Still, this doesn’t seem specific enough. It’s hard to visualize for a beginner. If I were taking organic chemistry over again, a detailed roadmap of what to expect would be useful.
So I thought it would be helpful to take a common problem students face – learning a new reaction – and break it all down into some very specific things to learn. You can think of this as a checklist, if you will.
What makes organic chemistry very different from most science courses is that there are many different categories of material to learn.
- Facts, such as bond strengths, pKa’s, the names of reagents, what bonds form/break in a given reaction, and so on. Generally, facts are answers to the question, “What…?” You can even include the reaction mechanism in this list of facts, although you’ll eventually find it more efficient to understand the key concepts involved. Bottom line: facts are things that can be memorized.
On the PDF, I’ve included a checklist of typical “facts” that one commonly wants to learn about a given reaction.
- Skills, like drawing curved arrows, calculating formal charge, drawing a cyclohexane chair flip. Skills require practice, which requires doing practice problems. Just like you can’t prepare for a piano recital exclusively by reading the sheet music, studying for organic chemistry forces you to get out your paper and pen.

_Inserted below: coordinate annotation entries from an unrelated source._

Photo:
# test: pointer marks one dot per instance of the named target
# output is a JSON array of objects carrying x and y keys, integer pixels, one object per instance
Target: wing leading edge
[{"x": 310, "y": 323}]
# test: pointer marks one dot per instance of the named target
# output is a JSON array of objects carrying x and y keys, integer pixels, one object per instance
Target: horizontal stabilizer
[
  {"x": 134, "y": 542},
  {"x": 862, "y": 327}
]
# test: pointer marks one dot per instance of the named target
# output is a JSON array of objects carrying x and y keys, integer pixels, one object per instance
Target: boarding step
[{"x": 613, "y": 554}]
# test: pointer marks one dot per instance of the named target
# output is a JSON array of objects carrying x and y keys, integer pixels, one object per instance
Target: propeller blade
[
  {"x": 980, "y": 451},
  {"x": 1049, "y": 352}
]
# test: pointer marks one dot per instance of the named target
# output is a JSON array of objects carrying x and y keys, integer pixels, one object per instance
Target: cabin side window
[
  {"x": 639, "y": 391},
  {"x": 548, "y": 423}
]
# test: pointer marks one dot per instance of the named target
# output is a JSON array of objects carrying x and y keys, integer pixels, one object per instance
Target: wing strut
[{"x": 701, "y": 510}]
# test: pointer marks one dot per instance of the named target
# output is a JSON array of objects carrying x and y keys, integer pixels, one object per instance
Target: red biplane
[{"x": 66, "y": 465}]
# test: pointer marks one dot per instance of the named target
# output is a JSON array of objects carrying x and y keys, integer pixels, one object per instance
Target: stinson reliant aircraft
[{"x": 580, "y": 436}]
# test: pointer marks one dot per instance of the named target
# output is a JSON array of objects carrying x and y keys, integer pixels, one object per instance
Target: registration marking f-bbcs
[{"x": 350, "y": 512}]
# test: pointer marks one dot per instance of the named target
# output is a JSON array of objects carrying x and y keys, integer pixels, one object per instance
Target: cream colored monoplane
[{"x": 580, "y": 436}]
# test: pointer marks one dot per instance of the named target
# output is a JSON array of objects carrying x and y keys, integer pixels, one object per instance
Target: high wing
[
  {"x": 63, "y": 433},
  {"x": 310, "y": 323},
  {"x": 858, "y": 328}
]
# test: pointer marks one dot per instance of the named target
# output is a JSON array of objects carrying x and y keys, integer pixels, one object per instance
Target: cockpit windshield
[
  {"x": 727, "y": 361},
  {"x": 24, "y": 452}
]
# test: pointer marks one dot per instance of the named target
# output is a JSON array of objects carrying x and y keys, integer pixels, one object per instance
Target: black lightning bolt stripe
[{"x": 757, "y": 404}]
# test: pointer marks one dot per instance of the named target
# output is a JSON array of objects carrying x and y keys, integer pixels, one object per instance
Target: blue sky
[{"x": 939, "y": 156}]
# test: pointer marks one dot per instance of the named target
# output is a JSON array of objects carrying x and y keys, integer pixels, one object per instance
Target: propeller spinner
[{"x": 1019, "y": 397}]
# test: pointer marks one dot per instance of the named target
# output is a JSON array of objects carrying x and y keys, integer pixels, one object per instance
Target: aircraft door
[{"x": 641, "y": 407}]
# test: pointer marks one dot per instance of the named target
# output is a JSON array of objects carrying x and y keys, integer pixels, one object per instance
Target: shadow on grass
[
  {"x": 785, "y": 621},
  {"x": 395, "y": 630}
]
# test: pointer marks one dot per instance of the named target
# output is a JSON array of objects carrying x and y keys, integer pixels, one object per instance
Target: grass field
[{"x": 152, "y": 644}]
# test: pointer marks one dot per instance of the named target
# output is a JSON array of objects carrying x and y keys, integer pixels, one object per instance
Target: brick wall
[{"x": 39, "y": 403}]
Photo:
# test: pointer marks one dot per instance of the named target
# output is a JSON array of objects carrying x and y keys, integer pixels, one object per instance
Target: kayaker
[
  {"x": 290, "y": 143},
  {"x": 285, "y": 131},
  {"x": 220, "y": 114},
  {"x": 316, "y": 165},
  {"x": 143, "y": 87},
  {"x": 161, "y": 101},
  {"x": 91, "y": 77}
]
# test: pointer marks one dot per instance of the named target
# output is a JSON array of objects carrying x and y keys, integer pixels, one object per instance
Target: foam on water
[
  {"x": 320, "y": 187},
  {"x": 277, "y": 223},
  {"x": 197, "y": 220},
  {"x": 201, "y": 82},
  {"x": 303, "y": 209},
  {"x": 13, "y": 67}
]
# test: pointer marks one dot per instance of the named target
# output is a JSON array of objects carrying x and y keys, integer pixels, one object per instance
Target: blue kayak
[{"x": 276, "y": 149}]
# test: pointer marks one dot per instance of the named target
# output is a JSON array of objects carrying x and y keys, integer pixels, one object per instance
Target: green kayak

The PDF includes a list of important skills one should practice in order to confidently be able to understand a reaction, such as calculating formal charge, interconverting resonance forms, recognizing implicit hydrogens and lone pairs, and many others.
- Concepts. For our purposes, concepts are useful generalizations based on facts. For instance, electronegativity is a useful concept for understanding the measured trends of electron affinities. We can use concepts to help our understanding of other concepts – for instance, electronegativity is helpful in understanding some acidity trends (such as H2O being more acidic than NH3 , for instance) as well as understanding concepts like polar vs. covalent bonding, inductive effects, and others. In organic chemistry, concepts require some level understanding beyond just memorizing facts. It can be useful to memorize trends based on concepts – such as that “electronegativity increases up and to the right on the periodic table” – but if the “why” behind the trends is understood then we can apply this to a huge range other situations.
I’ve tried to include some of the key concepts for learning reactions on the sheet. The good news is that there are a finite number of important concepts that will help you carry most of the freight, just like there are a finite number of important concepts that mechanics use for understanding engines, or chess players use for understanding positions on the board.
The bad news – for memorizers, anyway – is that if your instructor tests you on your ability to apply concepts to various reactions, there is a near-infinite number of questions they could ask, and it’s impossible to prepare for a test like this by memorization. The only way is to do a lot of advanced problem solving and gain practice by making a lot of mistakes.
To help things along in this regard, I’ve included a suggestive list of “deep” conceptual questions that you could try asking yourself about a new reaction, once you’ve understood it at a “factual” level.
Much as someone who understands how a lawn mower engine operates can apply some of the same concepts to, say, understanding how tractor and automobile engines work, if you keep asking these types of deep questions, you’ll eventually find yourself with a excellent mental “working model” of how organic chemistry reactions work that you can apply to other new reactions that you encounter.
The sheet also includes some “deeper’ questions to ask yourself about mechanisms, and finally, a few bonus exercises that will be useful for synthesis.